李白観瀑図 嘉永2年(1849) 北斎90歳

 「流水に鴨図」のあの水草や鴨の首の水に隠れて透けて見える、あのすばらしく繊細な表現。余計なものを一切描かず、左から右下へ斜めに画面をよぎる平行な線だけで流水を表現した象徴的手法や上部にたっぷりとった間の美学とともにこの作品を絶品というに相応しいものにしています。
 また「李白観瀑図」の構成もすばらしいけれど、あの幾重もの帯のように微妙に震える長い垂直線を引いて流れ落ちる滝の水のやわらかなグレー、青、白のグラデーション、その滝を見上げる李白の立つ白い地面にさす淡い影、「雪中虎図」の喜々と駆ける虎のしなやかな身体の色合い、背景の雪ふる林の薄闇の色合い・・・

雪中虎図

 今回初めて見て一番好きになったのは、この「雪中虎図」でした。近くで見るとこの虎の表情はほんとうに雪の林の中を駆けていくのが楽しくて嬉しくてたまらない、という表情です。そのしなやかな身体の動き、脚の動きも、子供が楽しいことがあって、はしゃいでスキップしていくような、喜びを体で表現する描写になっています。

 テレビでギメー美術館の龍(雲竜図)と同時にこれを見せていたので、私はほかのことをしながらろくに解説を聞かずに見ていたから、なにか竜虎が対峙する、一対の竜虎図か何かのように勘違いしていたので、まるで別の作品であることを展覧会場で知りました。そういえばギメーのほうの雲竜図は何度かコピーで見たこともあったし、ギメーも訪れたことがあるから、半世紀ほど前に現地で見ている可能性もあります。でも、ニューヨークの個人蔵だという雪中虎図のほうは、これが最初で最後の出会いになるでしょう。本当に素敵な絵です。

 北斎という人は、絵を描くときに、つねにこれまでのありきたりの描き方ではなくて、何か新しい工夫をしよう、面白いことをしようじゃないか、というチャレンジの気持ちを持ち続けた人だということがこの展覧会で200点余の作品を通して見てあらためて感じました。

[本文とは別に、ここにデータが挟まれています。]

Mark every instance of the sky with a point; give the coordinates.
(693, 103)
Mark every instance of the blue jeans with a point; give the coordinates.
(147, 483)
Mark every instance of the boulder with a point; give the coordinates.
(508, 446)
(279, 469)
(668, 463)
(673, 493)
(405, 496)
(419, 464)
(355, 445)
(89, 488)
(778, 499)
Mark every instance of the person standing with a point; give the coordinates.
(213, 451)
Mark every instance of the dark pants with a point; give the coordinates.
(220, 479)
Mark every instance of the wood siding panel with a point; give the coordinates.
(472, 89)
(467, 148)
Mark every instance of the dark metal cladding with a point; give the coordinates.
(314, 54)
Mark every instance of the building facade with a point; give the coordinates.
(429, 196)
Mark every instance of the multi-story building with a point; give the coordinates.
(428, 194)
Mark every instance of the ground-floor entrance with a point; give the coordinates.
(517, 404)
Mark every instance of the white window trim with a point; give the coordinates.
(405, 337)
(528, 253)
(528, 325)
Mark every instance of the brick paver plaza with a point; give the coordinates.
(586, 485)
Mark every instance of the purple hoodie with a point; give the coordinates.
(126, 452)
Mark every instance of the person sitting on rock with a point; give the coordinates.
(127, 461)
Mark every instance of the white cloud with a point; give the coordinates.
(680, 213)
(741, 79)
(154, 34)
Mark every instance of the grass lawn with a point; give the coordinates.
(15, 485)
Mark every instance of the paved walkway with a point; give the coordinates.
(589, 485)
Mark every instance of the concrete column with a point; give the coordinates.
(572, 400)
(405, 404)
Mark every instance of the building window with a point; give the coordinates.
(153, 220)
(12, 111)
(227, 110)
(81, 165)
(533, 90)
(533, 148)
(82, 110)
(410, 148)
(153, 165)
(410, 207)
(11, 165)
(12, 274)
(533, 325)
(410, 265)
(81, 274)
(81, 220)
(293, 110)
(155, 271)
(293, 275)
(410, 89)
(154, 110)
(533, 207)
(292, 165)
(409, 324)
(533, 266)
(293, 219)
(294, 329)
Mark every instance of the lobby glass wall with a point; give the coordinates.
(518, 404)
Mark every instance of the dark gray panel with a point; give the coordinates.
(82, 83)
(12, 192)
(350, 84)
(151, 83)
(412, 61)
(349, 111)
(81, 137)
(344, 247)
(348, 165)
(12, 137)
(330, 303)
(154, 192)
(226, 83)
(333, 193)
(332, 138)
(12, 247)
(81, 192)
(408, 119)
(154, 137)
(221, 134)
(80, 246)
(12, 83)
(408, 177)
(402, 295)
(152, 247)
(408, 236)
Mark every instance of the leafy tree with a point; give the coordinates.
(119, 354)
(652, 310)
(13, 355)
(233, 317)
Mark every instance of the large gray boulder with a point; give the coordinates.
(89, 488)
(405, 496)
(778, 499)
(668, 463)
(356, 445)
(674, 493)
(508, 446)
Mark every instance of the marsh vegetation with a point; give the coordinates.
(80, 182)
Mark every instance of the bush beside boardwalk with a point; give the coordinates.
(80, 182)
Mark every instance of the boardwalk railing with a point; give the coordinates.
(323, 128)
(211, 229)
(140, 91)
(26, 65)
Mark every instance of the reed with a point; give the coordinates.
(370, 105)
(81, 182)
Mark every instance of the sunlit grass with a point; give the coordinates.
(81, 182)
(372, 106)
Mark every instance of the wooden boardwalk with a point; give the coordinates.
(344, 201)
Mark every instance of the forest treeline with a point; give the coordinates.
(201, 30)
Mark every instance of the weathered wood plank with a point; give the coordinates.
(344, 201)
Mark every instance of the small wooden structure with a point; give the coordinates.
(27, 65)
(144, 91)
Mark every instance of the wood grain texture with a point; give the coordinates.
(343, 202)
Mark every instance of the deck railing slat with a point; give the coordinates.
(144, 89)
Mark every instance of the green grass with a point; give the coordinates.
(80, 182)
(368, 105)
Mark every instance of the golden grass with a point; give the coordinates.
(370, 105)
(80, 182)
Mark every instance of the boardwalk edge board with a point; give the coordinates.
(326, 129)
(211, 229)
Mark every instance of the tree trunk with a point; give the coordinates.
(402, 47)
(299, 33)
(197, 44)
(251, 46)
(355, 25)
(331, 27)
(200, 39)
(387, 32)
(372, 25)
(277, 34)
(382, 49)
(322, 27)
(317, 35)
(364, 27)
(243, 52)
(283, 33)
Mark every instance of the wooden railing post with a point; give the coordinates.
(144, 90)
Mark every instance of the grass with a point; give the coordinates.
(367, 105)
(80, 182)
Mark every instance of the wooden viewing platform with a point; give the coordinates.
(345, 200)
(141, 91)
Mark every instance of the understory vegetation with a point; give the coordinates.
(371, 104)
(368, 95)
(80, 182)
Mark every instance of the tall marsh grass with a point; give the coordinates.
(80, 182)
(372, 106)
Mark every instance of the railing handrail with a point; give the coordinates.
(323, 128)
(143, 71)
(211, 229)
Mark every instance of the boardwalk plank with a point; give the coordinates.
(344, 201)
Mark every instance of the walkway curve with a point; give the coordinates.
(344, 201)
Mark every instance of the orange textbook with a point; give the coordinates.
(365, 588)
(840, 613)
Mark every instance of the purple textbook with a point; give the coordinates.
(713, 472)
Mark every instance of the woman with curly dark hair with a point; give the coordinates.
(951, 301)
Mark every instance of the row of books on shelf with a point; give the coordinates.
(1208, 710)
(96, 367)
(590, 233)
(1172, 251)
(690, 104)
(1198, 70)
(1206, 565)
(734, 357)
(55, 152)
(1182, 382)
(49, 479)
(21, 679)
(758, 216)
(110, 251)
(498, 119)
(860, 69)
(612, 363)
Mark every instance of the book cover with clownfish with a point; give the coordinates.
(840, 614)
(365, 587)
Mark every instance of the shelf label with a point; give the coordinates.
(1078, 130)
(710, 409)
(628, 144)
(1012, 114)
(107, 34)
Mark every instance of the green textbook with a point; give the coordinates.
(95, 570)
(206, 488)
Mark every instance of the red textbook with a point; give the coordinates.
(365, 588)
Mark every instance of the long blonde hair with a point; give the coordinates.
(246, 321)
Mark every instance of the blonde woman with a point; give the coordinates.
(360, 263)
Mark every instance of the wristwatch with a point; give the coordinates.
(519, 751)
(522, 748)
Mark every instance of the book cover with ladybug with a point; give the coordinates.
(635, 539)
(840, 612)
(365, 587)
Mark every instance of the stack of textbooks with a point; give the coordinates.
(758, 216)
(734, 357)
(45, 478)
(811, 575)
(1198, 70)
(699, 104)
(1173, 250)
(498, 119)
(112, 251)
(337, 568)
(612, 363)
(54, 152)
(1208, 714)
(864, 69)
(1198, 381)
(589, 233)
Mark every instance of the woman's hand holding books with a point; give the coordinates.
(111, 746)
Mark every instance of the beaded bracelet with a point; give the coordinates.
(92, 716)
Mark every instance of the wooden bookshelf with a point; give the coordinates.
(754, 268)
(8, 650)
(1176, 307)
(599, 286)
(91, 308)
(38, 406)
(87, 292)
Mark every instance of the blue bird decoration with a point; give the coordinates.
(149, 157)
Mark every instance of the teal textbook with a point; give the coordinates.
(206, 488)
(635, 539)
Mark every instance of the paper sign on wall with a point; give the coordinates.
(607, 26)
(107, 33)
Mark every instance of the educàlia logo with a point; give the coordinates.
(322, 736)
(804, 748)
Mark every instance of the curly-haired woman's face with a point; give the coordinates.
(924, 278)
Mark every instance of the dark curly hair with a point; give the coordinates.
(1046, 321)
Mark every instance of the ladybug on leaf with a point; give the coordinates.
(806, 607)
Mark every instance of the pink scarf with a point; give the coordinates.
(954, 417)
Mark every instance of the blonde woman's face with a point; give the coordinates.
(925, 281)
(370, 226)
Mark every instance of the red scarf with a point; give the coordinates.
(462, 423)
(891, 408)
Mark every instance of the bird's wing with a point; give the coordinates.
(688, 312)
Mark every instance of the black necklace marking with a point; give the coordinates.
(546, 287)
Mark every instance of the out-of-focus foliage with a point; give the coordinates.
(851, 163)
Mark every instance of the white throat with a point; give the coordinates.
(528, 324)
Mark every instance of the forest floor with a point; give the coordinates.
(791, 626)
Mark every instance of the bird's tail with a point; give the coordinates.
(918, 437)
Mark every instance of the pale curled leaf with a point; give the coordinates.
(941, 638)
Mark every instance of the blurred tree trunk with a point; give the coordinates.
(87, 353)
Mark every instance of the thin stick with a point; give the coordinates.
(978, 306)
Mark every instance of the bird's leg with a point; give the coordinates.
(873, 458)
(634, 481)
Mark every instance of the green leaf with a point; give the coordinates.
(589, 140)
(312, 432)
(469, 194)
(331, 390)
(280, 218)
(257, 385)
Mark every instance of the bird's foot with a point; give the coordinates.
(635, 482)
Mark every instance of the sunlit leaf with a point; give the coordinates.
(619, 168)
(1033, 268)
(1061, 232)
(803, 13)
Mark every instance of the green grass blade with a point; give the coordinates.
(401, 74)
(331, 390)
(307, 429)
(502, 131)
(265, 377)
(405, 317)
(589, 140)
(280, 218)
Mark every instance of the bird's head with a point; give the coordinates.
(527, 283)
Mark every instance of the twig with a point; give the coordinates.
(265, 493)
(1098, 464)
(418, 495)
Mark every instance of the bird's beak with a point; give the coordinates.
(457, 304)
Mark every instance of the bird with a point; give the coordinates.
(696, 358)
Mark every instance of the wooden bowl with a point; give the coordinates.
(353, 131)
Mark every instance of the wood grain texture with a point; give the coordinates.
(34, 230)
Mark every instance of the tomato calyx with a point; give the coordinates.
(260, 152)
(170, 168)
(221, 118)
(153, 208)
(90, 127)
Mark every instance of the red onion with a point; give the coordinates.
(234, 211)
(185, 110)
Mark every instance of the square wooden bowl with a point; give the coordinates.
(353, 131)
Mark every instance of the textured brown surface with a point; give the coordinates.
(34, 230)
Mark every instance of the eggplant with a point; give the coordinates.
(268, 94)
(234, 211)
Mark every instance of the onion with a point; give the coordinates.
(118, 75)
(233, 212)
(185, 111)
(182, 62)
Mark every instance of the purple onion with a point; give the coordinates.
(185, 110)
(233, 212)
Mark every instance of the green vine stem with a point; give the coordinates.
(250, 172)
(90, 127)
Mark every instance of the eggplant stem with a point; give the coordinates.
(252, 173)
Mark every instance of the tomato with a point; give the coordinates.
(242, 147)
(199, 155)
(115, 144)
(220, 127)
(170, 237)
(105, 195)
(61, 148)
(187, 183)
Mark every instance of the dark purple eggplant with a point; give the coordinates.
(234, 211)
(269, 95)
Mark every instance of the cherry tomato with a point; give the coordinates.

 すさまじいのは、90歳という高齢になっても、というのではなく、高齢になっていくほどに益々凄みを増して大胆なチャレンジをしていて、80代の終わりから90歳になってからが一番すごい作品を生み出している、という点です。その上彼は、天があと5年生きさせてくれたら、本当に完璧な画工になっているんだがなぁ、なんていう言葉を残しているそうです。

    この展覧会はそういう意味で、北斎について何の予備知識がなくても、ただ200点余の絵を見ていくだけで、彼が歳を重ねるごとに、まだまだ、まだまだ、とチャレンジ精神を益々募らせて、あの雪中虎図の虎のように喜々として未知の世界へ跳びこんでいく姿を目の当たりにして、80歳であれ90歳の老人であれ、誰もが元気をもらうことができると思います。

 今回の企画展の広報媒体などにも使われている、小布施の祭屋台の天井画として描かれた4枚の濤図については、その縁絵の中に、キューピッドらしい姿が描かれているのを見つけて面白いな、と思いました。

 濤図縁絵の一隅のキューピッド
 ちょっと俯いていて表情がよくわからないけれど、裸の男の子で、明らかに背中に翼をつけています。西洋の宗教画ではこんなキューピッド、いくらでも登場しますが、出島から入ってくるものの中にそんな絵があって見ているのかな・・・なんて想像をたくましくしました。

 「驟雨」の樹木の葉の描き方などを見ても、なんとなくイギリスの古典的な風景画を連想するようなところがあって、不思議だな、なんて思って見ていました。

 今回は来週あるらしい展示替えの前の展示で、残念ながら北斎の娘応為の「吉原格子先之図」が見られませんでしたが、絵ハガキで見ても、江戸のレンブラント、と言われるのが分かるような、光と影のコントラストを最大限に強調した素晴らしい絵ですね。レンブラントも工房で集団製作してたくさんのレンブラントスクールの絵を生み出しているし、その後もあの真似しやすい手法は俗化されて広く使われたようですから、その種のコピーが出島から入ってきて、北斎や応為の目に触れるところまで来てなかったとは言えないんじゃないかな・・・

葛飾応為 吉原格子先之図

 応為ことお栄さんもまた素晴らしい絵かきさんだったんですね。「第5章 北斎の周辺」の部屋に集められた今回見ることのできた作品の中では、三国志の関羽が、平然と碁を打ちながら毒矢の刺さった臂を割いて手当させる場面を描いた「関羽割臂図」という大作が強い印象を与えています。どくどくと流れ出る血をうけて真赤に染まった皿など、血の生々しい赤が画面を支配するような絵ですが、碁をうつ相手の穏やかな背や細かに描かれた碁盤・碁石、出欠も痛みもものともせずに碁をうつ逞しく華麗な豪傑の姿をみせる正面の関羽とバランスのとれた力強い作品になっています。

 あと私は「月下砧打ち美人図」も好きでした。

葛飾応為 月下砧打ち美人図

 展示替えがあれば、お栄さんの「吉原格子先之図」だけでも見に行きたい気もするけれど、また1時間以上並ばなくてはならないかと思うとちょっとめげてしまいます。天王寺まで家から往復3時間、向こうで並んで1時間ちょい、見て回って1時間半、なんやかんやで丸一日仕事になりました。肺活量がすでに80代なみになっているので、さすがに多少の階段でも息切れがして、疲れました。でもこの世の名残りに(笑)いい絵を見せてもらいました。